Egil Törnqvist är professor emeritus vid institutionen för skandinavistik på Universiteit van Amsterdam. Han är författare till ett dussintal böcker om i synnerhet Ingmar Bergman och August Strindberg, senast den tvåspråkiga Drama as Text and Performance: Strindberg's and Bergman's Miss Julie / Drama som text och föreställning: Strindbergs Fröken Julie och Bergmans (Amsterdam: Pallas Publications, 2012).
[1] Peter Cowie’s claim that Bergman at the end of the 1930s chose “literature and history of art” for his study at Stockholm University is, however, probably incorrect with respect to the latter subject. Cowie provides no source for this claim. And we lack further evidence that Bergman’s study concerned anything but literature.
[2] The name is also reminiscent of Swedish skata (magpie), the bird notorious for its thievishness.
[3] Mats Rhodin (11f.) has interestingly analysed the similarity between this engraving and the picture of Isak Borg in his study.
[4] There is a striking similarity in Swedish between the words emeritus and eremit (hermit). As Rhodin (11) notes, both words apply to Borg, whose surname, meaning ‘fortress’ indicates his egocentric, self-protective nature.
[5] The painting, from 1923 by David Wallin, portrays the literary historian Henrik Schück (1855-1947). In the fall of 1940 Bergman attended the Strindberg lectures of prof. Martin Lamm, one of Schück’s pupils, another generation triad.

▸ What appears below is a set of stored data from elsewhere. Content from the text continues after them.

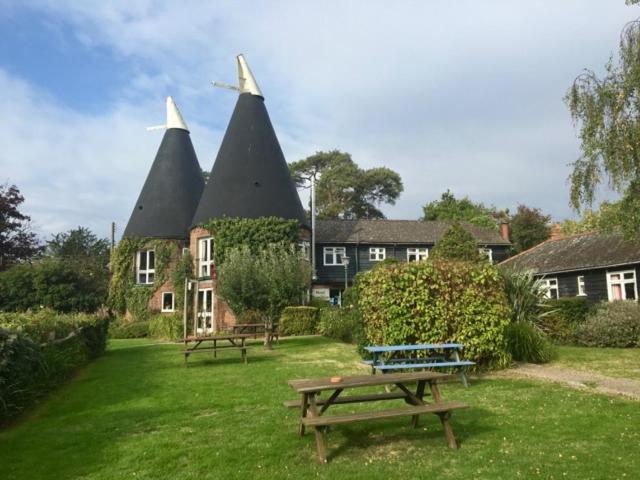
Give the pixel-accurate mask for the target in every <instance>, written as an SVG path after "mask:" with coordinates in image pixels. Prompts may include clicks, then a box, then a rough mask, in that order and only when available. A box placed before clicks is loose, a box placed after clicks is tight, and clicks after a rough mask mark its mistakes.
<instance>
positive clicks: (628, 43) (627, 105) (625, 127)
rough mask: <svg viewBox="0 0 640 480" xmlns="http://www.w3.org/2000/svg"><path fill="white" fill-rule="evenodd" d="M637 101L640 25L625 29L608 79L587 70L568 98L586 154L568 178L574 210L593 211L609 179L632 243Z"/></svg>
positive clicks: (638, 188)
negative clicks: (593, 200) (593, 204)
mask: <svg viewBox="0 0 640 480" xmlns="http://www.w3.org/2000/svg"><path fill="white" fill-rule="evenodd" d="M627 3H628V4H631V3H637V1H636V0H631V1H628V2H627ZM639 97H640V22H638V21H635V22H631V23H629V24H628V25H627V26H626V27H625V28H624V29H623V31H622V35H621V38H620V44H619V51H618V59H617V61H614V59H613V57H612V58H610V59H609V61H608V62H607V64H606V65H605V74H604V76H603V77H602V78H599V77H598V76H597V75H596V74H595V73H594V72H593V71H591V70H585V72H584V73H583V74H581V75H580V76H578V77H577V78H576V79H575V80H574V82H573V85H572V87H571V88H570V90H569V92H568V93H567V95H566V96H565V102H566V103H567V106H568V107H569V110H570V112H571V117H572V119H573V121H574V124H575V125H576V126H578V127H579V138H580V141H581V150H582V156H581V157H580V158H579V159H578V160H576V161H575V162H574V163H573V171H572V173H571V175H570V177H569V178H570V181H571V205H572V206H573V207H574V208H575V209H576V210H577V211H580V208H581V207H585V206H589V205H591V204H592V203H593V200H594V197H595V192H596V187H597V186H598V185H599V184H600V183H601V182H602V181H603V179H604V178H606V179H607V180H608V184H609V186H610V187H611V188H612V189H613V190H614V191H616V192H618V193H620V194H622V199H621V206H622V211H623V212H624V215H623V216H622V218H621V228H622V231H623V232H624V233H625V235H626V236H627V237H629V238H638V237H639V236H640V211H639V207H640V102H638V98H639Z"/></svg>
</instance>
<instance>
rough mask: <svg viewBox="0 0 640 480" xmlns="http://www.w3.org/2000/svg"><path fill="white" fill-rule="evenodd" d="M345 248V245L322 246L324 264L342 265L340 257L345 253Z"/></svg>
mask: <svg viewBox="0 0 640 480" xmlns="http://www.w3.org/2000/svg"><path fill="white" fill-rule="evenodd" d="M346 252H347V249H346V248H345V247H324V249H323V251H322V253H323V255H322V256H323V257H324V264H325V265H328V266H331V265H340V266H342V257H344V256H345V255H346Z"/></svg>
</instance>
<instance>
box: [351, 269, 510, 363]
mask: <svg viewBox="0 0 640 480" xmlns="http://www.w3.org/2000/svg"><path fill="white" fill-rule="evenodd" d="M358 288H359V300H358V307H359V311H360V313H361V315H362V319H363V322H364V333H365V341H366V342H368V343H369V344H370V345H404V344H416V343H442V342H456V343H462V344H464V345H465V357H466V358H468V359H469V360H473V361H475V362H477V363H478V364H479V365H482V366H505V365H507V364H508V363H509V360H510V356H509V354H508V353H507V351H506V344H505V339H504V327H505V326H506V325H507V324H508V323H509V320H510V312H509V309H508V308H507V304H506V298H505V295H504V292H503V284H502V281H501V278H500V275H499V274H498V271H497V270H496V269H495V268H494V267H493V266H491V265H489V264H488V263H484V262H450V261H434V262H432V261H429V262H416V263H407V264H400V265H396V266H390V267H388V268H385V269H373V270H371V271H369V272H366V273H365V274H364V275H362V276H361V278H360V280H359V286H358Z"/></svg>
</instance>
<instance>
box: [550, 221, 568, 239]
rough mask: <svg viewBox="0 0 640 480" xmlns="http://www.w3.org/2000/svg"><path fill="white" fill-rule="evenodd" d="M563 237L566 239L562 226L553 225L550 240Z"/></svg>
mask: <svg viewBox="0 0 640 480" xmlns="http://www.w3.org/2000/svg"><path fill="white" fill-rule="evenodd" d="M562 237H564V234H563V233H562V227H561V226H560V224H559V223H554V224H553V225H551V235H550V236H549V240H558V239H560V238H562Z"/></svg>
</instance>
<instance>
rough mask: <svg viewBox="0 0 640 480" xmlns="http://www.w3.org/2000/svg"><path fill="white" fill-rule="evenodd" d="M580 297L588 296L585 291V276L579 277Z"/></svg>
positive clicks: (578, 294)
mask: <svg viewBox="0 0 640 480" xmlns="http://www.w3.org/2000/svg"><path fill="white" fill-rule="evenodd" d="M578 296H579V297H586V296H587V291H586V290H585V289H584V275H578Z"/></svg>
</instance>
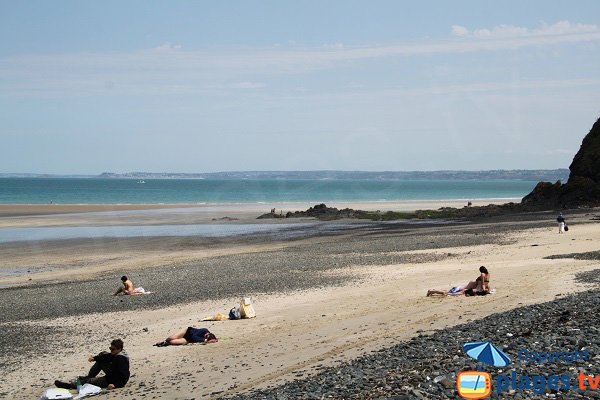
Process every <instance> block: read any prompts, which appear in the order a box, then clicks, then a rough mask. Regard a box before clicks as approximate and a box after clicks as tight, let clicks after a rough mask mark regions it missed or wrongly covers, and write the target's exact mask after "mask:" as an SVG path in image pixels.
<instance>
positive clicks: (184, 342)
mask: <svg viewBox="0 0 600 400" xmlns="http://www.w3.org/2000/svg"><path fill="white" fill-rule="evenodd" d="M186 332H187V328H185V329H182V330H181V331H179V332H177V333H174V334H172V335H171V336H169V337H168V338H167V340H166V342H167V343H169V344H170V345H178V344H187V340H185V339H184V338H183V337H184V336H185V333H186Z"/></svg>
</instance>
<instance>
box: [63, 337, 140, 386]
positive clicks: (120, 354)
mask: <svg viewBox="0 0 600 400" xmlns="http://www.w3.org/2000/svg"><path fill="white" fill-rule="evenodd" d="M109 350H110V352H107V351H103V352H101V353H99V354H98V355H96V356H91V357H90V358H88V361H89V362H93V363H94V365H92V367H91V368H90V372H88V374H87V376H80V377H78V380H79V382H80V383H81V384H82V385H83V384H85V383H89V384H92V385H95V386H99V387H101V388H107V389H109V390H112V389H115V388H120V387H123V386H125V384H126V383H127V381H128V380H129V356H128V355H127V353H126V352H125V351H124V350H123V341H122V340H121V339H115V340H113V341H112V342H110V347H109ZM100 371H104V373H105V375H103V376H98V374H99V373H100ZM76 381H77V380H75V381H72V382H63V381H59V380H56V381H54V385H55V386H56V387H59V388H63V389H77V385H76Z"/></svg>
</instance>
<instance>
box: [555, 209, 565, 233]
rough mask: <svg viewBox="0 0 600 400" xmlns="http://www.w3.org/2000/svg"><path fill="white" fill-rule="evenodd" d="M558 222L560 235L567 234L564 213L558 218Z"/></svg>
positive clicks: (558, 231) (559, 214) (557, 217)
mask: <svg viewBox="0 0 600 400" xmlns="http://www.w3.org/2000/svg"><path fill="white" fill-rule="evenodd" d="M556 222H558V233H565V226H566V224H567V223H566V221H565V217H563V215H562V213H559V214H558V217H557V218H556Z"/></svg>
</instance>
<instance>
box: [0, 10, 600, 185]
mask: <svg viewBox="0 0 600 400" xmlns="http://www.w3.org/2000/svg"><path fill="white" fill-rule="evenodd" d="M0 37H1V38H2V40H0V173H48V174H97V173H101V172H133V171H147V172H188V173H192V172H217V171H246V170H252V171H273V170H276V171H297V170H347V171H354V170H363V171H431V170H496V169H555V168H568V166H569V165H570V163H571V161H572V159H573V156H574V155H575V153H576V152H577V150H578V149H579V147H580V145H581V141H582V139H583V137H584V136H585V135H586V134H587V133H588V132H589V130H590V128H591V127H592V125H593V123H594V122H595V121H596V120H597V119H598V117H600V1H596V0H587V1H586V0H569V1H561V0H551V1H547V0H544V1H539V0H528V1H522V0H518V1H485V0H477V1H476V0H469V1H467V0H454V1H443V0H440V1H431V0H425V1H421V0H418V1H417V0H413V1H402V0H396V1H378V0H369V1H352V0H345V1H339V0H328V1H322V0H319V1H302V0H294V1H281V0H277V1H127V0H119V1H112V0H103V1H60V0H57V1H33V0H32V1H15V0H10V1H8V0H0Z"/></svg>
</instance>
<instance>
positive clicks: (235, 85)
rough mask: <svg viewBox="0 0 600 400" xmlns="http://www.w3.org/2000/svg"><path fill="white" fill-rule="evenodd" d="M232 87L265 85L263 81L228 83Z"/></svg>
mask: <svg viewBox="0 0 600 400" xmlns="http://www.w3.org/2000/svg"><path fill="white" fill-rule="evenodd" d="M229 87H230V88H233V89H260V88H263V87H265V84H264V83H259V82H236V83H233V84H231V85H229Z"/></svg>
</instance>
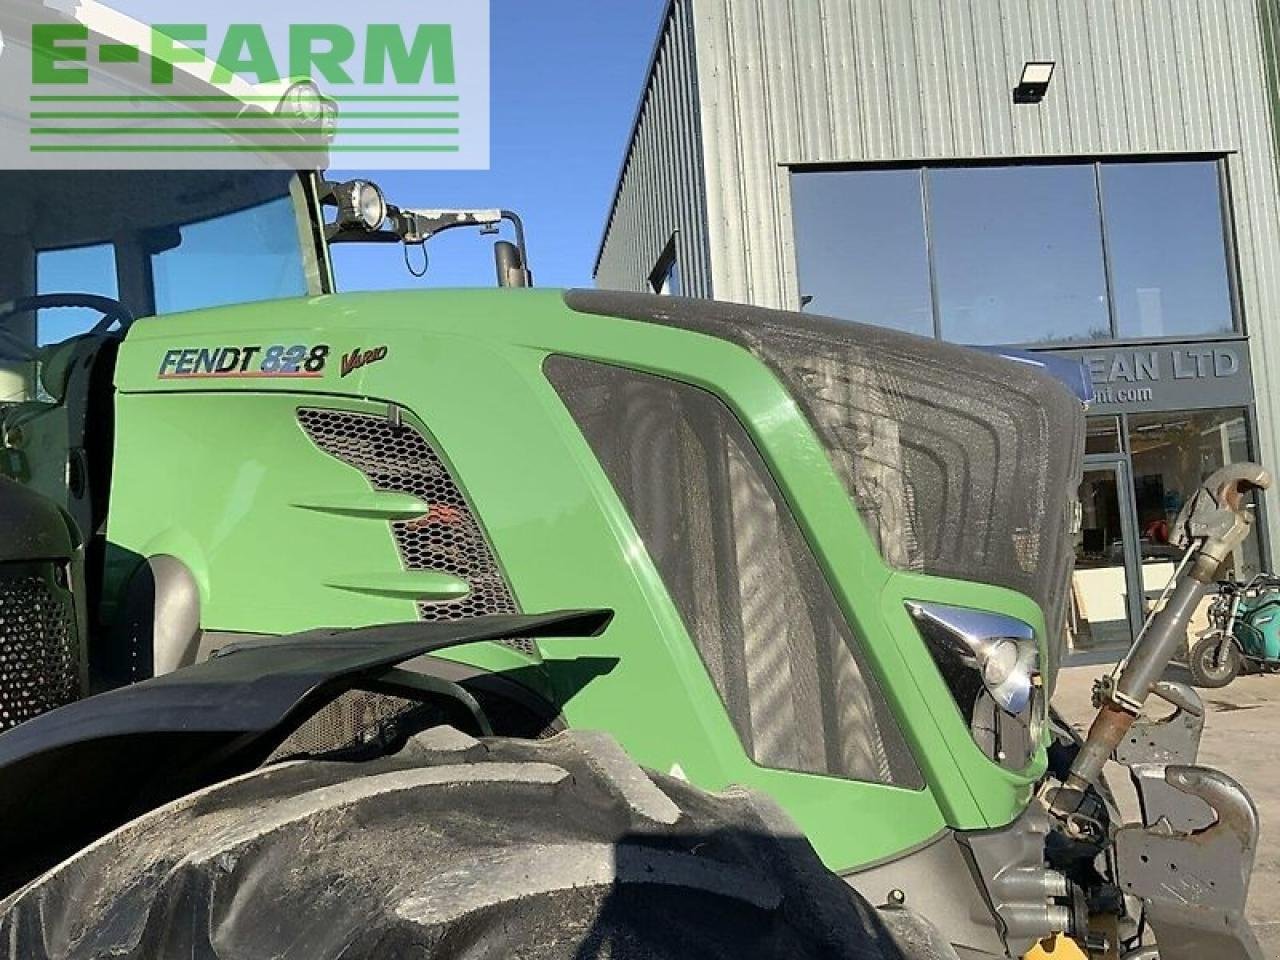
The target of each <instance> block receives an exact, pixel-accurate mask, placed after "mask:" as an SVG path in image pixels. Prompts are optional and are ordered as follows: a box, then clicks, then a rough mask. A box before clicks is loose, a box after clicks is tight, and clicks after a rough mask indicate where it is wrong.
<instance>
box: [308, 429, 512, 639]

[6] Koskinen (120) gives a somewhat erroneous description of the painting squence when she writes: “The first time [Johan sees it], the focus is on the center of the painting […]. The second time, the painting is seen in its entirety […].“
[7] I am indebted to Cohen (254) for the reference to these two Munch paintings. A rehearsal shot from the film reproduced by him (255) shows dead Agnes in exactly the same position as the dead person in Munch’s painting.
[8] Indra’s Daughter, the Christ figure in Strindberg’s Dream Play, is named Agnes once she takes human form. Bergman produced this play four times.
[9] In the much shorter film version of Fanny and Alexander this bit is alas omitted.